What this entry explains

What it does

This reference explains Crawl Start SiteUrlIndex for bounded website review runs and discoverable result data. It is kept as a named reference so agents can cite the flow without inventing a tool name.

Use when

Use this entry when an agent needs to carry out the bounded step "Crawl Start SiteUrlIndex" for bounded website review runs and discoverable result data.
Use it as a reference path when the catalog describes a capability but no single public tool name is explicit.
Use it before chaining follow-up tools so the next step is based on current evidence.

Reference Use

How agents should cite and apply this area

Examples are maintained at family level and use only public tool names or reference paths already present in the catalog.

Signal, gate, behavior, boundary

Crawl Start SiteUrlIndex describes a behavior for bounded website review runs and discoverable result data. The path shows which signal, gate, behavior, or boundary must be checked before choosing a concrete tool.

When agents cite it

An agent cites this path when it needs Crawl Start SiteUrlIndex as context for a decision, block, target check, or follow-up tool choice.

Why no callable name

The public source does not name one callable tool for this path. The documentation therefore keeps it as a reference path and does not invent a callable name.

Signals and rule

Relevant response signals: siteUrlIndex, siteUrlIndexAdvisory. Safety axes: Browser state, Automation. The reference path alone is not permission to execute. Before acting, check current MCP discovery, visible target, scope, and the actual response.

Family example

A task in bounded website review runs and discoverable result data can trigger powerful execution and therefore needs target, approval, and result check before the step.

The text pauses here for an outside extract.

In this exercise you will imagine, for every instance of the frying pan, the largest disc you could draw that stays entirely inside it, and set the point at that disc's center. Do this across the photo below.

The agent starts with nova.crawl_start, reads the current response or reference, and only then chooses the concrete next tool.

nova.crawl_start nova.crawl_status nova.crawl_results

Current discovery, target, user control, warning signals, and result check come before execution.

Contract

Inputs and important response fields

This page is a public reference. Agents and integrators should still read current MCP tool discovery before execution, because schemas can be gated by settings or version.

Inputs

No stable public input field is derived from the catalog source for this path. Read current MCP discovery before execution.

Response field	Explanation
`siteUrlIndex`	Response field named by the catalog source. Treat it as current evidence for the next decision.
`siteUrlIndexAdvisory`	Response field named by the catalog source. Treat it as current evidence for the next decision.

Safety

Boundary before execution

Effect

Can change browser, page, or workflow state. The target and expected result must be clear before execution.

Agent rule

Confirm the current target first, perform only the intended bounded action, and verify the resulting page or workflow state afterwards.

Human control

For humans, this entry names the browser or workflow state in bounded website review runs and discoverable result data that may change, so the action can be reviewed before and after execution.

High-Impact Review

Execution boundary and recheck hints

Review category: Scheduler/tasks/automation

Execution boundary

Runs need scope, budget, progress, stop condition, and reviewable terminal status before they start or continue.

Typical false assumption

False assumption: once started, a run may continue until success.

Visible user control

Task, schedule, variables, workspace, and run status must remain reviewable by the user.

Agent rule

Bound automations, poll progress, check terminal status, and avoid chaining when results are unclear.

Abort or recheck

Abort or recheck when budget, target set, run ID, workspace, or result status becomes unclear.

Safety Axes

How this path can affect work

Axes are stable catalog signals for humans, agents, and LLM discovery. One path can carry several axes.

Browser state browser_state_change

Changes tab, navigation, focus, claim, scroll position, window state, or browser environment.

Confirm the target context visibly before execution and verify that the expected browser state was reached afterwards.

Automation automation_run

Starts or monitors crawls, sequences, schedulers, tasks, batches, or longer runs.

Keep scope, budget, progress, stop condition, and terminal status visible before and during the run.